The other day, I spent a couple of pleasurable hours in a life drawing session. I don't know about you, but sometimes it feels better to just draw and leave the painting behind. Drawing the figure, especially, helps hone skills that a loose style of painting seems to dull. When painting, accuracy in drawing sometimes goes by the wayside. Paint slops over the line, gets corrected with more paint, which slops over a different line—ultimately, the painting should come together, but any drawing retreats into the background, with value and color moving into center stage. Bad drawing, as well as good drawing, hides behind that gaudy curtain.
Sometimes we don't care about the drawing, and that's okay. But when we're dealing with perspective in the landscape and in cases where accuracy of line and shape is important, such as when painting a well-known landmark, we should very much care about drawing.
The best way to improve your drawing skills is, in my mind, to draw the figure. Untold aeons of intimacy with other humans has wired our brains so that we know when a figure drawing is "off." You don't have to be a skilled draughtsman to see it. John Singer Sargent had it right when he said (perhaps apocryphally), "A portrait is a painting where there's something wrong with the mouth." The layman may not be able to tell precisely what is wrong, but he does sense the wrongness. For the artist, this makes it easier to self-correct a figure drawing. Just step back and look. If there's something wrong with the mouth, all you have to do is measure lines and angles and compare them to your model.

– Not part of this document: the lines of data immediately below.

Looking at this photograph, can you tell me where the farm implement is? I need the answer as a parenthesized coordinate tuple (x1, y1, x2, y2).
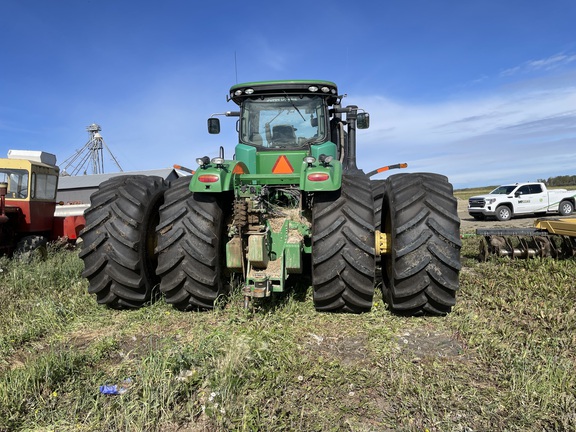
(477, 218, 576, 261)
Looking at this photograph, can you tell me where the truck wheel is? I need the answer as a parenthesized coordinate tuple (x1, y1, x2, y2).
(495, 205, 512, 221)
(79, 175, 168, 309)
(380, 173, 461, 315)
(312, 171, 375, 313)
(15, 235, 48, 261)
(559, 200, 574, 216)
(156, 177, 228, 310)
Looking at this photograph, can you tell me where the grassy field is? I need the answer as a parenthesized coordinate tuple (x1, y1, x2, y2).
(1, 240, 575, 432)
(453, 187, 496, 201)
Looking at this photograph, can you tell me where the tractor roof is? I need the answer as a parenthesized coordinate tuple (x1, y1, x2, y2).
(229, 80, 339, 105)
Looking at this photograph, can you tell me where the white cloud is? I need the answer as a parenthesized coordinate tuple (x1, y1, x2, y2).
(501, 52, 576, 76)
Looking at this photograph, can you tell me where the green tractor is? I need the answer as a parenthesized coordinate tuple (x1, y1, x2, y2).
(80, 80, 461, 315)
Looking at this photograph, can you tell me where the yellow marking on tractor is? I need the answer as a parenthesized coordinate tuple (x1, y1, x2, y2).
(375, 230, 392, 256)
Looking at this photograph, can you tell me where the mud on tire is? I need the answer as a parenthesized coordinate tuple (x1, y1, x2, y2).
(155, 177, 228, 310)
(312, 170, 375, 313)
(380, 173, 461, 315)
(79, 175, 168, 309)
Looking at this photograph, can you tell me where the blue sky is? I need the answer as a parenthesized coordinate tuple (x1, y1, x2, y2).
(1, 0, 575, 189)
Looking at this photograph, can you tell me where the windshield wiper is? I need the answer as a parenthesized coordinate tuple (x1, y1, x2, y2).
(283, 92, 305, 121)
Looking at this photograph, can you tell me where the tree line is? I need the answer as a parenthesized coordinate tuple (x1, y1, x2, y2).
(536, 175, 576, 186)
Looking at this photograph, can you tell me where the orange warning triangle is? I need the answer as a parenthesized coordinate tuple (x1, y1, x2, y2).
(272, 155, 294, 174)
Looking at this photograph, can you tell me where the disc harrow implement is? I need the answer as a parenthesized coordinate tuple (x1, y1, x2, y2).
(477, 218, 576, 261)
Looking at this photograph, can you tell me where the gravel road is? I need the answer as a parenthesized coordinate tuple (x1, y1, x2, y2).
(457, 199, 541, 234)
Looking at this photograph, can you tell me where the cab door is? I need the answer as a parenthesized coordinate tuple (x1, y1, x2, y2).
(514, 184, 546, 214)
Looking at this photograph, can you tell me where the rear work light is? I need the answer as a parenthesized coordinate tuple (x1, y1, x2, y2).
(307, 173, 329, 182)
(198, 174, 219, 183)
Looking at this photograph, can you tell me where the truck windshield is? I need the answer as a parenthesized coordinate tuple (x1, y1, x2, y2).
(240, 96, 327, 148)
(490, 186, 517, 194)
(0, 169, 29, 199)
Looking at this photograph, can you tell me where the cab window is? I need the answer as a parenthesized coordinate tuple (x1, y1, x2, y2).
(517, 185, 531, 195)
(529, 184, 543, 194)
(0, 169, 29, 198)
(240, 96, 327, 149)
(33, 173, 58, 199)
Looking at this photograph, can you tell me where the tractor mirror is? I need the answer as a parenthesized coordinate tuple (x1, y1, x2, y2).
(357, 112, 370, 129)
(208, 118, 221, 134)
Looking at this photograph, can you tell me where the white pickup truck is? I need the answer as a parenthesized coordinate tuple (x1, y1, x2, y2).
(468, 182, 576, 221)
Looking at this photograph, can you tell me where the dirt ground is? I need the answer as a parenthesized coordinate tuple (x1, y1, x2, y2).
(457, 198, 540, 233)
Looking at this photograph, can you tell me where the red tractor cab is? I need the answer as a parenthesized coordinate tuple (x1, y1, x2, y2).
(0, 150, 85, 256)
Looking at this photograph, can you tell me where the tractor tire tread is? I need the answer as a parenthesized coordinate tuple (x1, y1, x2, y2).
(80, 175, 168, 309)
(381, 172, 460, 316)
(312, 172, 375, 313)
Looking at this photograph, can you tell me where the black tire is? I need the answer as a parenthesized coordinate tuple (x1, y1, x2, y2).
(380, 173, 461, 315)
(155, 177, 228, 310)
(79, 175, 168, 309)
(495, 205, 512, 221)
(312, 170, 375, 313)
(14, 235, 48, 261)
(559, 200, 574, 216)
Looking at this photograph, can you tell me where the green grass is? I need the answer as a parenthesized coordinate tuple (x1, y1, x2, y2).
(1, 243, 575, 431)
(454, 186, 496, 201)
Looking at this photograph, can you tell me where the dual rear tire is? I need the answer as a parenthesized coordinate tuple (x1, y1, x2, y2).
(311, 171, 461, 315)
(79, 176, 168, 309)
(380, 173, 461, 315)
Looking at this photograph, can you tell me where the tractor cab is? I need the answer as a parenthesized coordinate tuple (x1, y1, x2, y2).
(0, 150, 59, 235)
(199, 80, 369, 193)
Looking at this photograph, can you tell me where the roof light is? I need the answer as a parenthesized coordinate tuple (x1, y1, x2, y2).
(244, 88, 254, 94)
(196, 156, 210, 166)
(320, 86, 330, 93)
(234, 90, 243, 96)
(308, 86, 319, 92)
(303, 156, 316, 165)
(319, 154, 333, 165)
(308, 173, 329, 182)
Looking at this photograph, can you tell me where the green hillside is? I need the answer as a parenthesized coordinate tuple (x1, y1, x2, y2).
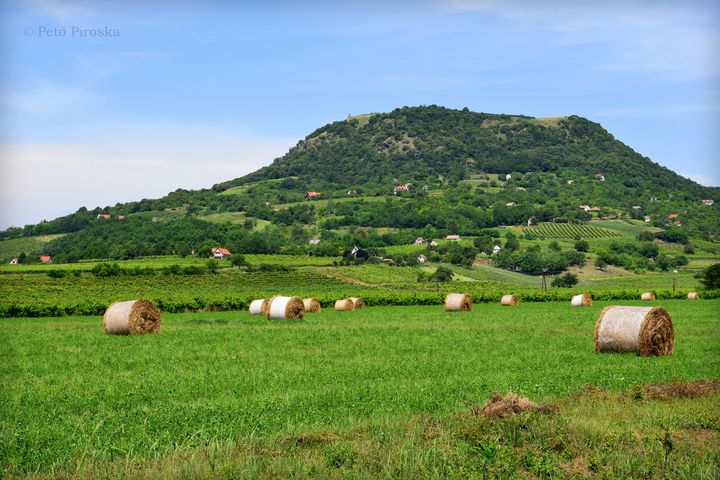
(1, 106, 718, 266)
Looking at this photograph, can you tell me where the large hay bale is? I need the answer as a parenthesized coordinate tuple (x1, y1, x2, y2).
(248, 298, 268, 315)
(335, 298, 355, 311)
(571, 293, 593, 307)
(303, 298, 321, 313)
(262, 295, 278, 316)
(641, 291, 656, 301)
(501, 294, 519, 306)
(594, 306, 674, 356)
(349, 297, 365, 309)
(687, 292, 700, 300)
(267, 296, 305, 320)
(444, 293, 472, 311)
(103, 299, 161, 335)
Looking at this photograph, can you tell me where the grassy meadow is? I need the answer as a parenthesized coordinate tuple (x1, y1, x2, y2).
(1, 300, 718, 478)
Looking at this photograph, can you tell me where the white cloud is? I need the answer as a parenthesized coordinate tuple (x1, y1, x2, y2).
(0, 130, 296, 229)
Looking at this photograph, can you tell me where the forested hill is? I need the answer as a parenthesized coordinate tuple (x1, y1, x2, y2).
(2, 105, 719, 262)
(221, 105, 709, 196)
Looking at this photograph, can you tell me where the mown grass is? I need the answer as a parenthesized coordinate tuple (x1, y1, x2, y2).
(1, 300, 718, 477)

Over time, you get better at the process of measuring and comparing, and the drawing goes faster and with more accuracy. It's an incredibly useful skill when painting landscapes—or anything, really.
In my recent life drawing session, I caught my model chuckling. When I asked why, she said I'd been sketching with one eye closed. That was interesting, because I hadn't been aware of it. It's something I do habitually even when painting the landscape, and I've never thought anything of it. Working with one eye closed, monocularly rather than binocularly, I am seeing and drawing flat, abstract shapes. (It helps especially with foreshortened limbs.) But if I need to get a sense of depth, which I do later in the process, I can always open the closed eye.